In 2015, the duo began taking their music more seriously, around the same time that MoodyMan disbanded. They first put together the song "As You Get High" and then quickly produced ten more songs that were eventually compiled into the band's first album, Bounce Into The Music, released in August 2016.

After playing in multiple concerts and as opening acts for bands such as The B-52's and The Magic Numbers, the two creators decided in 2015 to take a risk and develop "Argentina's first anime music video". They contracted a producer, Guillermo Porro, the Rudo Company as artists, and a director, Fernando Suniga, to make the video. The first single on the album, titled "The Wolf", was released alongside said animated music video for the song, which has amassed over 237 million views on YouTube as of April 2026. They attribute the syncopation style mashup of the song with the video and the chorus to the style of French film director Michel Gondry.

=== 2019–2023: "Summer Nights" & Home ===
In June 2019, Siamés released "Summer Nights" featuring Barbie Williams, the first single and music video to promote their upcoming album. In November, two more promotional singles were released, "No Lullaby" and "I Can't Wait", and the album was re-titled Home. Two months later, Siamés released "Easier" and "Young & Restless". On March 13, 2020, Siamés released Home. The inspiration for Home was based around the idea that people want to fight for their dreams and be allowed to love the things they're interested in, while also combating the darkness in their life and their desire for hope.

In December 2022, the band held their second United States tour, followed by a tour of Mexico in March 2023. In February 2023, prior to the anticipated Mexican tour, the band announced that Stöltz was leaving the group, without giving detailed reasons.
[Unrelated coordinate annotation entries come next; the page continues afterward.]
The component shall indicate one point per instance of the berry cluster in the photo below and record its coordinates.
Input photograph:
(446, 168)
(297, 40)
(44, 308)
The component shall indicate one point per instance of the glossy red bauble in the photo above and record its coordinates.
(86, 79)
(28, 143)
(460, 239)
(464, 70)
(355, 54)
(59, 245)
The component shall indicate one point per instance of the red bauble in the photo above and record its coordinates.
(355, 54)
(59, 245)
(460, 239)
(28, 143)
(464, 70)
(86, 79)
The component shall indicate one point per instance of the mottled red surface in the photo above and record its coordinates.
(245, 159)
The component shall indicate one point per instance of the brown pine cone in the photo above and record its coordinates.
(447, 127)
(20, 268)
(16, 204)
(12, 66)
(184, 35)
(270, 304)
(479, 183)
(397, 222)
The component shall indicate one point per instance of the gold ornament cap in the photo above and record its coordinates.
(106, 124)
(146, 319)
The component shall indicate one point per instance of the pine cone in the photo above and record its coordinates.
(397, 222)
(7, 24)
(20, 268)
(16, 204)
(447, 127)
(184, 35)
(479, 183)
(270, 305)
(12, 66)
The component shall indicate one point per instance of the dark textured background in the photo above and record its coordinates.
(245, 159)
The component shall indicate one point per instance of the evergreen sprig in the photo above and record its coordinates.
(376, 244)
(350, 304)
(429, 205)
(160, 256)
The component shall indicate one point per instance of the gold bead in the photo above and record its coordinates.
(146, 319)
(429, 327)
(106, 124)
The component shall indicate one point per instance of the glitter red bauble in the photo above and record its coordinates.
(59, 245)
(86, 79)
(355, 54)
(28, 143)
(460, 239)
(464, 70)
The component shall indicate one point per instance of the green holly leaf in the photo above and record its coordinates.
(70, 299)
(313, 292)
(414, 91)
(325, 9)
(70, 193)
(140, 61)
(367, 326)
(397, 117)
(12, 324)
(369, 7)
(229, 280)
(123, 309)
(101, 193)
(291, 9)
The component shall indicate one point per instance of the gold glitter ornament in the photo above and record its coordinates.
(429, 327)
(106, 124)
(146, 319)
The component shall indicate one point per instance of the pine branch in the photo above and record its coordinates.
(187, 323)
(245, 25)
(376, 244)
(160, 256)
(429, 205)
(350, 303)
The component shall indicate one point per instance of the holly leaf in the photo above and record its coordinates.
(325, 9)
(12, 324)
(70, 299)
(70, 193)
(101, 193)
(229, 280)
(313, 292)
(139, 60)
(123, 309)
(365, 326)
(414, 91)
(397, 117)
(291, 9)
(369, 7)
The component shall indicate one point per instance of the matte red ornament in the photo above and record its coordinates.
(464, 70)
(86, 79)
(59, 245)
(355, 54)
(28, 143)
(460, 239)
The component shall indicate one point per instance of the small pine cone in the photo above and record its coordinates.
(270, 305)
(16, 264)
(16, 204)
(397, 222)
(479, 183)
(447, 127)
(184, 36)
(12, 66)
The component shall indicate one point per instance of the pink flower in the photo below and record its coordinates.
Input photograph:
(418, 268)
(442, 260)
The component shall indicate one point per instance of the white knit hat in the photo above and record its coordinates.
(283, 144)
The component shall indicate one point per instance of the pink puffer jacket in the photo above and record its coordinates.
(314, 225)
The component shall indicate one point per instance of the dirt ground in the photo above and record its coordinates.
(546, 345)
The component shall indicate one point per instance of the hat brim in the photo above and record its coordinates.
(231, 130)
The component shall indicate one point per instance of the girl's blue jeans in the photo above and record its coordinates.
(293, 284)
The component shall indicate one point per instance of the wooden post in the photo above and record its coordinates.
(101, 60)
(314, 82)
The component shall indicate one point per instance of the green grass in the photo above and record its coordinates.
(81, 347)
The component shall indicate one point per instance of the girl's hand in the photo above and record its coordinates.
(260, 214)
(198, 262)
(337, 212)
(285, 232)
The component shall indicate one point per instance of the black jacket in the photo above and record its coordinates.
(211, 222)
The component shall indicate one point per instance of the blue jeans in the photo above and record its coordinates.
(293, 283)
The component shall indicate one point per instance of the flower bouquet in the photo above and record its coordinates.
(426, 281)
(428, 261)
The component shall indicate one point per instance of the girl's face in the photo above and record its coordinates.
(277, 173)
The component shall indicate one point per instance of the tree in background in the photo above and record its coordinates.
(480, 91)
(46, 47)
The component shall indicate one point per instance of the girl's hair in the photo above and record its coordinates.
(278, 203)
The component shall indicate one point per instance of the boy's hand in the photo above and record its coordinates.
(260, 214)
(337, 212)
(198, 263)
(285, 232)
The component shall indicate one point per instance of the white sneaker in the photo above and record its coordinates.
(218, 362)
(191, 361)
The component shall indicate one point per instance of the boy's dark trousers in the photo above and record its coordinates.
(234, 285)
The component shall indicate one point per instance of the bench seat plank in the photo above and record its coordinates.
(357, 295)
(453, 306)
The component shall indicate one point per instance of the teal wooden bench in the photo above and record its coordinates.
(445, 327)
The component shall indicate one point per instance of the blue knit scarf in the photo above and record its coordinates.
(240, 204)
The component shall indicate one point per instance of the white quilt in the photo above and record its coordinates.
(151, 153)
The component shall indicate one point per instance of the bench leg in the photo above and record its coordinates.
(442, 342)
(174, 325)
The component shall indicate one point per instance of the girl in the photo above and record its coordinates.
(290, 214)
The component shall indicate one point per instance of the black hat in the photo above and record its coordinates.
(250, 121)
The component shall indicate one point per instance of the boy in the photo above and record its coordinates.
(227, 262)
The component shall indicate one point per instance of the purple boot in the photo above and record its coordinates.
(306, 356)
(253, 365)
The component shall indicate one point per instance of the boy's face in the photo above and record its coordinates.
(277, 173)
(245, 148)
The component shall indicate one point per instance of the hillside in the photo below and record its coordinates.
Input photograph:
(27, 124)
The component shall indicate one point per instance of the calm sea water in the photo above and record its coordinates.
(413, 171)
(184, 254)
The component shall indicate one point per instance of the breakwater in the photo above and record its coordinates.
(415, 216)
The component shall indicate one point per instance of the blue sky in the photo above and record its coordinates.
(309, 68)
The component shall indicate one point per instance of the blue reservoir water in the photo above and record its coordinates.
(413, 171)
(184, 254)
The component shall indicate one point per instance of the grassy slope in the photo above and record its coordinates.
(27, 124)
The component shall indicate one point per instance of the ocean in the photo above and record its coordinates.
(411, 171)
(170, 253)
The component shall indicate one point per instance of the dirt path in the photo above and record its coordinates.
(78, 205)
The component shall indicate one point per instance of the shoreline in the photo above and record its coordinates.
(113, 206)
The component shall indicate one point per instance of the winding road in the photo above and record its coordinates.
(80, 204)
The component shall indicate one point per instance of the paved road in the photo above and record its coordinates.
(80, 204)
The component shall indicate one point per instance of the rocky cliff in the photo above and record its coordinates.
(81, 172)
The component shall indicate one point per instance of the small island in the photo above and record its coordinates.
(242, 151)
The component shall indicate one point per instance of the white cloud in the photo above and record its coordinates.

His replacement was announced to be Argentine singer Sergio Bufi.

=== 2024–present: "The Phoenix" & Melodramatic ===
In April 2024, Siamés released "The Phoenix" featuring Sergio Bufi, the first single and lyric video to promote their new upcoming album, Melodramatic. On July 25, 2024, "Alone In The Darkness" was released alongside an animated music video for the song. The music video was created by artists at Make Visual and directed by Danny Robashkin, owner of the company.

== Band members ==

=== Current members ===
- Mr. Blakk – songwriting, production, piano (2013–present)
- Gonzo Rooster – songwriting, bass guitar, guitar (2013–present)
- Tish Planes – vocals (2016–present)
- Walter C – guitar (2016–present)
- Lucas "Gato" Hernandez – drums (2016–present)
- Hutter Von Fonk – bass (2016–present)
- Sergio "Serge" Buffi – vocals (2023–present)
- Sasha Conte – (2023–present)

=== Former members ===
- Guillermo Stöltzing – vocals, songwriting, graphic art (2013–2023)
- Barbie Williams – vocals (2019–2026)

== Discography ==
Studio albums
- Bounce Into The Music (2016)
- HOME (2020)
- MELODRAMATIC (2024)

== Tours ==
The band held their first United States tour in January and February 2020 with an additional stop in Mexico City. In December 2022, they held their second United States tour, and in March 2023 they toured Mexico. So far, they have toured to multiple countries, including Germany, Denmark, France, and the UK.

== Awards and honors ==
A music competition held in December 2016 named True Sounds and hosted by Ballantine's was won by Siamés out of 270 independent bands.